The supervision of the financial industry is being reorganised in several countries and consumer authorities are increasingly participating in the process. There are also legislative projects aimed at improving the position of debtors.
In Finland the supervisory responsibility in finance and credit matters has for several decades been shared by the Consumer Ombudsman and the Financial Supervisory Authority (formerly the Financial Supervision Authority). The Consumer Ombudsman's mandate is based on a broad general authority regarding all consumer trade, including financial services, to monitor compliance with the Consumer Protection Act. This broad-based approach helps ensure that the key principles of regulating consumer trade are followed consistently in all industries, such as in the case of electric supply and telecommunications markets.
The Financial Supervisory Authority and the Consumer Ombudsman have concurrent authority and a legal responsibility to cooperate. The Consumer Agency finds this Finnish model to be flexible and considers the roles of the two agencies to complement each other through their respective areas of expertise and different points of view. The Consumer Ombudsman's starting point is specifically the consumer's position, while the Financial Supervisory Authority concerns itself with the customer's position, even when the customer is a business, as well as monitoring the solvency of actors in the industry.
The financial crisis has spurred various international forums to begin calling for strengthening the role of consumer authorities in supervising the financial sector and to approach questions pertaining to the need for regulation specifically from the consumer's viewpoint. Fortunately, in Finland the situation has been different. This is reflected, amongst other things, in the content of credit terms. In several countries financial supervision is focused on monitoring solvency, which has resulted in less attention being paid to supervising practices related to marketing and contract terms. In some cases, these two aspects of supervision have even been in conflict with one another.
New regulation and authorities in North America
In the United States, the government proposed in June to establish a new consumer agency, the Consumer Financial Protection Agency (CFPA), which would be charged with protecting consumers in the context of credit, deposit and payment transaction markets. The key values promoted by the agency would be transparency, clarity, fairness, responsibility and availability. Establishing the agency is part of President Obama's wider Financial Regulation Plan. Also pending is the establishment of a new cooperative body known as the Financial Services Oversight Council. It would be tasked with coordinating regulation and the settlement of disputes as well as identifying signs of potential new risks.
Canada, for its part, has had a separate consumer agency for the financial industry (FCAC, the Financial Consumer Agency of Canada) in operation since 2001. Its tasks include monitoring compliance with consumer protection legislation in the financial industry and producing commercially independent and easily understandable information for consumers regarding financial services.

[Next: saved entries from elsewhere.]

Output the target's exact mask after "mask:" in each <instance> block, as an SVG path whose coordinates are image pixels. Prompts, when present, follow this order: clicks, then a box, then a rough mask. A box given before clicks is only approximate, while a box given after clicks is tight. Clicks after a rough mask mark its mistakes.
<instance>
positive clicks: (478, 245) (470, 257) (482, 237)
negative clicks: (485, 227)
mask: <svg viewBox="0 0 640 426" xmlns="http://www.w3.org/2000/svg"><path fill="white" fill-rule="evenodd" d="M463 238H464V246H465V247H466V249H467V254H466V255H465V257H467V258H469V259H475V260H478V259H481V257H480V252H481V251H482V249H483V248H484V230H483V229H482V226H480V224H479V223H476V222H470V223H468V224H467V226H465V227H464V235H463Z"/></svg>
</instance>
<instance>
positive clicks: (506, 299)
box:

In response to the financial crisis, Canada is taking action to reform credit legislation. The objective is to restrict practices which are unfavourable to consumers. One of the legal provisions designed to promote responsible lending prohibits creditors from raising customers' credit limits without their express approval. Fees for exceeding the account limit may not be collected if exceeding the limit is a result of pre-authorisation charges made by companies rather than actual use of credit. Consumers must also be provided advance information on upcoming changes to interest rates on a monthly basis to help them make decisions pertaining to their finances. Consumers must also be informed, with examples, of how long it will take them to pay off their credit by making minimum monthly instalments. Few people realise that, for instance, paying off EUR 1,000 of credit in minimum instalments at 18% interest takes 10 years. Minimum instalments are profitable to the creditor but unfavourable to the consumer. If the consumer can afford it, he should pay off the loan faster. In the future, creditors should draw the customer's attention to matters such as these.
International organisations taking an active role
Questions of consumer protection in the financial industry have also been a focal point of the OECD this past spring. In June, the OECD issued recommendations on how to increase the financial awareness of consumers. Analysing the financial crisis has led the OECD to determine that questions of financial literacy and consumer protection have thus far been given insufficient attention in the supervision and regulation of the financial industry. The OECD recommendations are covered in more detail elsewhere in this issue.
The EU is also taking steps to reform its system of financial supervision. In May the European Commission issued a Communication on the matter and arranged a public consultation, which ended in July. The European Consumers' Organisation BEUC has criticised the Commission's plan for not giving enough consideration to the viewpoint of consumer protection.
In early September the Commission will hear various parties on responsible lending, which is important in that it recognises the need for responsibility on the behalf of companies. Thus far the emphasis has been more on the irresponsibility of consumers.
BEUC has also taken a stance regarding recovery from the financial crisis and measures in response to it, including the need for improving consumer protection in the context of financial services. BEUC has summarised its key suggestions for development in its priorities for the Swedish Presidency.